La première réflexion qui m'est venue, est que quinze jours pour réfléchir ne sont pas suffisants. En effet, que de redites, que de trucs éculés, pour ceux qui te suivent, que de complaisance parfois. Cette complaisance qui t'a empêché, sur Europe1 d'aborder le sujet, oh combien crucial, de la politique extérieure de la France.

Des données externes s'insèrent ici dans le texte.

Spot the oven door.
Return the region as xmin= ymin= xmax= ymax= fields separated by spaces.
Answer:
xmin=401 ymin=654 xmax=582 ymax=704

Or celle-ci paraît primordiale à beaucoup d'entre nous, nous, ici n'étant pas seulement tes supporters, mais une partie de ce peuple que tu veux réunir. Il me paraîtrait judicieux, voire essentiel, que tu te situes de manière claire, donc, en prenant le risque de te mettre à dos tous ceux qui à gauche du PS, que ce soit Nouvelle Donne ou bien les derniers « rebelles » du PS recensés, rêvent de s'unir avec nous dans une gauche revivifiée, peut-être, mais plus certainement abâtardie ; ou bien celui de te mettre à dos ceux d'entre nous dont la cause est entendue ; je parle ici de l'OTAN, de l'Ukraine et de la Russie, mais aussi de l'Iran, de Bachar el Assad, qui semblent vouloir s'unir- à moins de céder aux derniers revirements de l'Occident, et des arrangements qui leur sont proposés-, pour contrer l'hégémonie US et de ses dollars.
Nous sommes un certain nombre à vouloir que la France, à défaut d'Europe, tienne la barre de l'autonomie et de la neutralité dans ce conflit.
La clarté de ta position me semble bien être la clé de ton succès, quel qu'il soit. Rien n'est plus désavantageux que nourrir l'humidité des sables mouvants où, finalement, tout le monde s'enlise.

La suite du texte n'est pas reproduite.